Daten stellen in der Industrie 4.0 eine wichtige unternehmerische Ressource dar. Diese Ressource kann nicht nur im eigenen Unternehmen wiederverwertet werden, sie kann auch zu einem handelbaren Rohstoff weiterentwickelt werden. Aus Optimierungsüberlegungen heraus sollten diese Möglichkeiten jedenfalls sondiert werden; aktuell liegen hier viele Potenziale brach, da viel mehr Aufwand getrieben wird, um eigene Datenbestände gegen Nutzung durch Dritte abzusichern, statt die Ertrag bringende Verwertung der Daten zu optimieren.

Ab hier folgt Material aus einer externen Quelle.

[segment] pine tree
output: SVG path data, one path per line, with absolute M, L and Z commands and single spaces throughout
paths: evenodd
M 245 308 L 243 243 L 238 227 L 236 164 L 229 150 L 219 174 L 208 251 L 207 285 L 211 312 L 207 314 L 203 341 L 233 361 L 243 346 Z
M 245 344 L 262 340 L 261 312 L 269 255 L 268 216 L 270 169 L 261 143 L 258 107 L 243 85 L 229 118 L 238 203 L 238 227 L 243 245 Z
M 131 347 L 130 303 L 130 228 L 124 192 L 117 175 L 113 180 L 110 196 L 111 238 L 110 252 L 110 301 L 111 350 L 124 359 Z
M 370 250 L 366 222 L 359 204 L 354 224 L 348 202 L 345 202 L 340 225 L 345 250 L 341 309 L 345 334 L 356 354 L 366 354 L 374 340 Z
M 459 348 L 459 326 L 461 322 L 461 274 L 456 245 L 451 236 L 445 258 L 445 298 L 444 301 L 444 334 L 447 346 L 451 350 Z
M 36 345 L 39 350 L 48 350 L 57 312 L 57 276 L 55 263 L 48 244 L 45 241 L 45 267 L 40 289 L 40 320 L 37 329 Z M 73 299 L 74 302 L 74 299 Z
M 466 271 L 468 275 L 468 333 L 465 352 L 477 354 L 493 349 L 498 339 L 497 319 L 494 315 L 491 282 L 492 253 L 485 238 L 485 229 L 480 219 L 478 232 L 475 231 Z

IT-Sicherheit/IT-Kriminalität
Internetkriminalität wird im Rahmen von Industrie 4.0 eine noch größere Bedrohung: Einerseits erhöht sich der potenzielle Schaden, da nicht nur die Organisation und Verwaltung eines Unternehmens gestört werden können, sondern auch direkt die Produktion ausgespäht oder lahmgelegt werden kann; andererseits erhöht sich das Risiko, Opfer von Attacken zu werden, da die Schnittstellen zwischen den Partnern bei überbetrieblich vernetzten Produktionsprozessen ein weiteres Einfallstor für Internetkriminelle darstellen.

Um Industrie 4.0 erfolgreich umzusetzen, müssen Mitarbeiter zusätzliche Kompetenzen erwerben bzw. müssen Mitarbeiter mit den notwendigen Qualifikationen gewonnen werden; insbesondere Inhouse-Programmierungskenntnisse werden stark an Bedeutung gewinnen. (pj)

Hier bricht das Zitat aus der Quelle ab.